Jeffrey Schwimmer, a professor of paediatrics at the University of California San Diego who led the study, notes that ‘our findings indicate C15:0 may have a role in managing the underlying metabolic dysfunction common among some patients with liver disease, diabetes, and cardiovascular disease.’
Another trial, reported in the *American Journal of Clinical Nutrition* last year, focused on women with fatty liver disease.
Those who received a daily C15:0 supplement experienced a reduction in LDL cholesterol and improvements in gut microbiota.
These results suggest that the fatty acid may have broader implications for metabolic health.
However, not all experts are convinced.
Professor David Weinkove, chair of the British Society for Research on Ageing, cautions that the first trial was small and short-term, while the second study included dietary changes in addition to supplementation. ‘It didn’t look at supplementation alone,’ he points out, emphasizing the need for larger, longer-term studies to confirm these findings.
Despite the skepticism, the potential of C15:0 has not gone unnoticed.
Venn-Watson has since founded a company that produces C15:0 supplements, priced at £1.50 per pill.
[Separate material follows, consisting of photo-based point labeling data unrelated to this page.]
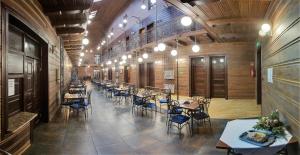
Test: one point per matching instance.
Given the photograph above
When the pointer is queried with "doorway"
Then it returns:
(150, 75)
(142, 75)
(25, 72)
(199, 74)
(218, 76)
(126, 74)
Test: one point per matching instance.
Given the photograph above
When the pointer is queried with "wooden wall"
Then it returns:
(31, 12)
(85, 71)
(281, 52)
(239, 56)
(67, 69)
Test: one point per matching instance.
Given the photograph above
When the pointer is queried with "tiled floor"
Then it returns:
(113, 129)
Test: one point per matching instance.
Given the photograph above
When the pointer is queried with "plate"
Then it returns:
(271, 139)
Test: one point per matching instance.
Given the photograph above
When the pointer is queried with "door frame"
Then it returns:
(226, 75)
(258, 75)
(28, 28)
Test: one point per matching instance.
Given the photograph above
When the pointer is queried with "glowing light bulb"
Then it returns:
(186, 21)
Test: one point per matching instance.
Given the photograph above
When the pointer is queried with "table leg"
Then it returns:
(192, 123)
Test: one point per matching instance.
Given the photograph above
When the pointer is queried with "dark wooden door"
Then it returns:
(199, 75)
(218, 77)
(142, 75)
(29, 85)
(150, 75)
(109, 74)
(126, 74)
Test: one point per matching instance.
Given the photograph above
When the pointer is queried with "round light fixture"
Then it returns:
(140, 59)
(196, 48)
(124, 57)
(153, 1)
(85, 41)
(186, 21)
(155, 49)
(145, 55)
(265, 27)
(174, 52)
(262, 33)
(161, 47)
(143, 6)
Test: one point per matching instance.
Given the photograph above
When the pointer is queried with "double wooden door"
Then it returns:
(208, 76)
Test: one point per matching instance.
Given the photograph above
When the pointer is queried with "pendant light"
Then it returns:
(196, 47)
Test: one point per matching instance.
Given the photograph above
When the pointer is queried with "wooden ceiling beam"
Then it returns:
(69, 30)
(196, 14)
(217, 22)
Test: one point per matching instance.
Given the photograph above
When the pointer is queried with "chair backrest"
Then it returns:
(136, 100)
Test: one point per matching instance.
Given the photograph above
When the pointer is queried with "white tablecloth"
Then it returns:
(235, 128)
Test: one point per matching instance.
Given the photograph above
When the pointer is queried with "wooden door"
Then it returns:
(218, 77)
(150, 75)
(29, 85)
(126, 74)
(142, 75)
(199, 75)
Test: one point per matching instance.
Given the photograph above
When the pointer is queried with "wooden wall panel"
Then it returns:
(54, 82)
(239, 56)
(281, 52)
(34, 18)
(67, 69)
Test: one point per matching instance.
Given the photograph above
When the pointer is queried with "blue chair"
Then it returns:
(166, 98)
(173, 109)
(83, 105)
(180, 121)
(138, 103)
(201, 115)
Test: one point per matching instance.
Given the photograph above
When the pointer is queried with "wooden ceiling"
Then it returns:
(70, 17)
(227, 20)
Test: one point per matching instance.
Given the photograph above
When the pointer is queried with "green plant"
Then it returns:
(271, 123)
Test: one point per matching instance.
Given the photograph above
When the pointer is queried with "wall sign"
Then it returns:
(11, 87)
(270, 75)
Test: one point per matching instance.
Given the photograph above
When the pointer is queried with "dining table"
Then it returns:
(230, 139)
(69, 96)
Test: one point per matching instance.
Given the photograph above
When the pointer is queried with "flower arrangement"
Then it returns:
(271, 123)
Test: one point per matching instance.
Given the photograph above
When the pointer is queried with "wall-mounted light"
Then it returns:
(265, 29)
(161, 47)
(174, 52)
(124, 57)
(140, 59)
(186, 21)
(85, 41)
(196, 47)
(145, 55)
(155, 49)
(143, 6)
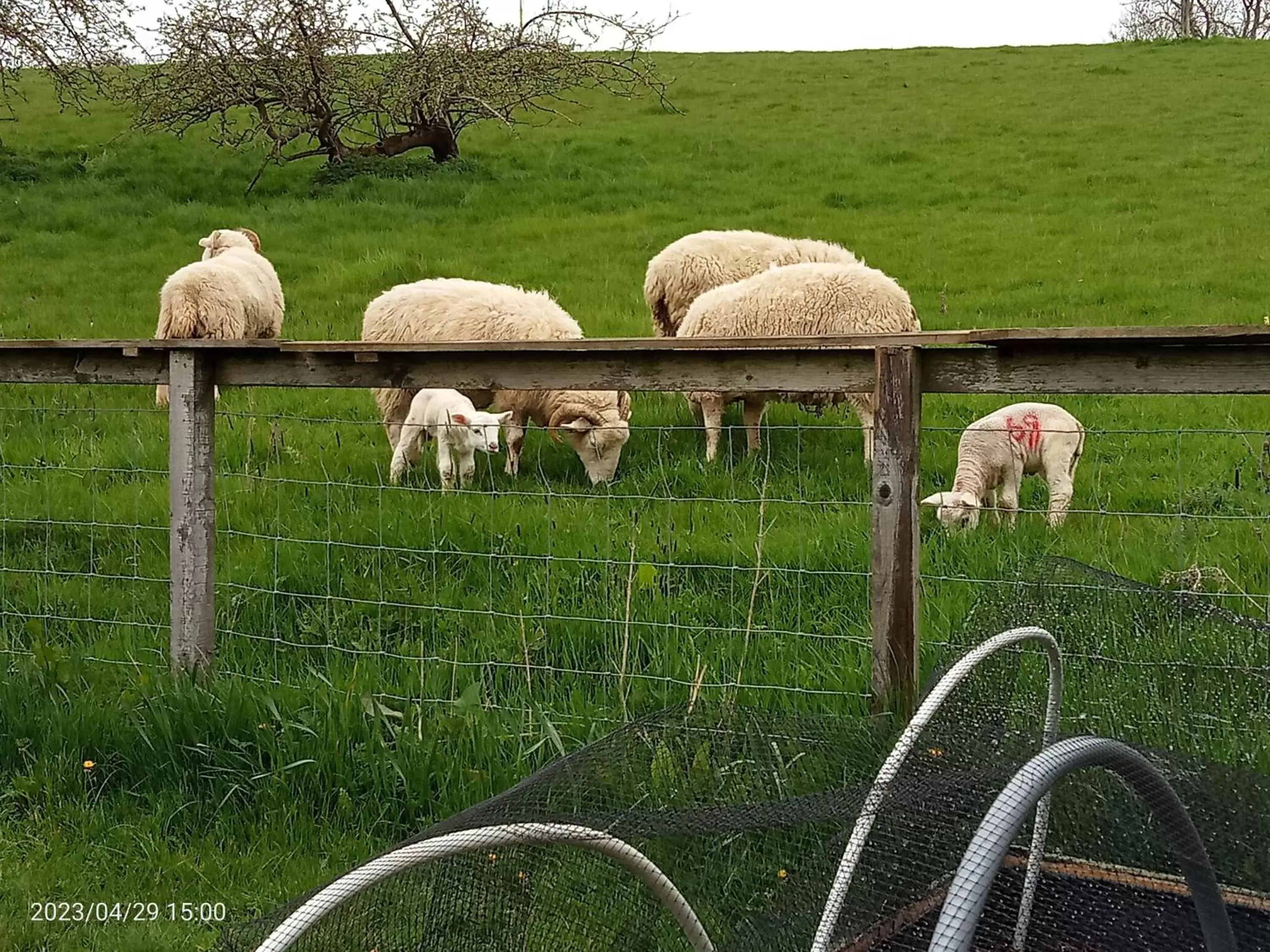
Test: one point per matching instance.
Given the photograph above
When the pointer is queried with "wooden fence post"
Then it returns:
(192, 426)
(895, 559)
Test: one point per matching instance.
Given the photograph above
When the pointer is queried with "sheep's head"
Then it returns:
(224, 239)
(955, 509)
(597, 433)
(482, 428)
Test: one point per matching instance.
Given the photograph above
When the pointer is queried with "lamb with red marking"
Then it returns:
(997, 451)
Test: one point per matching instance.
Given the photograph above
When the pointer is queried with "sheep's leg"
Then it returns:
(394, 407)
(1060, 499)
(515, 431)
(408, 451)
(752, 413)
(467, 465)
(992, 501)
(712, 415)
(1009, 497)
(445, 465)
(864, 408)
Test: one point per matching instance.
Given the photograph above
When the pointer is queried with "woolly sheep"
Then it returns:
(685, 270)
(458, 427)
(997, 451)
(455, 309)
(797, 300)
(233, 292)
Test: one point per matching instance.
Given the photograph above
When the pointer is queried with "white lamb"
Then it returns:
(797, 300)
(595, 422)
(232, 294)
(458, 427)
(685, 270)
(997, 451)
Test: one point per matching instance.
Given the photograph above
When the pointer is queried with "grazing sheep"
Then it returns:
(797, 300)
(459, 428)
(997, 451)
(453, 309)
(685, 270)
(232, 294)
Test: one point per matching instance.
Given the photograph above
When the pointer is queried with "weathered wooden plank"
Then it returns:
(530, 370)
(74, 366)
(1071, 366)
(895, 556)
(192, 427)
(1067, 337)
(1147, 370)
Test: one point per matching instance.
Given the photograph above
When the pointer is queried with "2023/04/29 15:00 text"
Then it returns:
(127, 912)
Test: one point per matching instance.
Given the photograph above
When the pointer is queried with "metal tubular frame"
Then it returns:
(968, 893)
(347, 886)
(906, 744)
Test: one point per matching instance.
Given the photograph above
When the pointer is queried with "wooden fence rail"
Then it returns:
(900, 367)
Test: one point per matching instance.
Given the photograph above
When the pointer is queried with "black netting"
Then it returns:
(748, 813)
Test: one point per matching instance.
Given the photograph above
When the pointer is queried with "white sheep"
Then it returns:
(458, 427)
(685, 270)
(997, 451)
(232, 294)
(797, 300)
(454, 309)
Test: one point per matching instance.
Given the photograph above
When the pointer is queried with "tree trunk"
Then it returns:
(440, 139)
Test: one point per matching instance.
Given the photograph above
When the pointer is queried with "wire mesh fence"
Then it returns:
(743, 578)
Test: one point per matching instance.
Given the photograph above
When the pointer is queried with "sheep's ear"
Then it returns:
(252, 237)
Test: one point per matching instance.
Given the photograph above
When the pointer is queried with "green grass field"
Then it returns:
(389, 657)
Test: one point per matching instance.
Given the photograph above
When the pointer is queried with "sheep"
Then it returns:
(233, 292)
(459, 428)
(797, 300)
(455, 309)
(999, 450)
(685, 270)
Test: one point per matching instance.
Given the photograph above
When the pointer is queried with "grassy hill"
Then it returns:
(389, 657)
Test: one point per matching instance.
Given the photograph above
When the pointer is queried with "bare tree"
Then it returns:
(1173, 19)
(72, 41)
(310, 78)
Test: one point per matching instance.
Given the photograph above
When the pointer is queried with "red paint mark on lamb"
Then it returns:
(1025, 432)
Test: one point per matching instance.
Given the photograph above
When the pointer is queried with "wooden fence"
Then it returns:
(902, 367)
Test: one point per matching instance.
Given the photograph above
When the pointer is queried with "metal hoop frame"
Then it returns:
(968, 893)
(905, 746)
(428, 851)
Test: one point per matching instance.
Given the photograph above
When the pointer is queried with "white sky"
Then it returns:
(727, 26)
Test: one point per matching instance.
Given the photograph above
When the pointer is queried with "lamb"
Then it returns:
(685, 270)
(997, 451)
(455, 309)
(459, 428)
(232, 294)
(797, 300)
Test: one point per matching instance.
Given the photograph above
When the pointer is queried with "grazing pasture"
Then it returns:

The question remains: do we truly need these supplements, or can we obtain sufficient C15:0 through diet alone?
Dr.
Kaufmann acknowledges the benefits of supplementation, noting that higher levels of C15:0 in the body have been linked to improved health parameters, including reduced inflammation and lower liver enzymes.
However, she also cautions that ‘there are lots of other molecules that have similar, if not better, results.’ For some, the appeal of dairy may be a more enticing option, even if it means indulging in a little more ice cream.
The debate over C15:0 is far from over, but one thing is clear: the story of fats in our diets is being rewritten, and the old rules may no longer apply.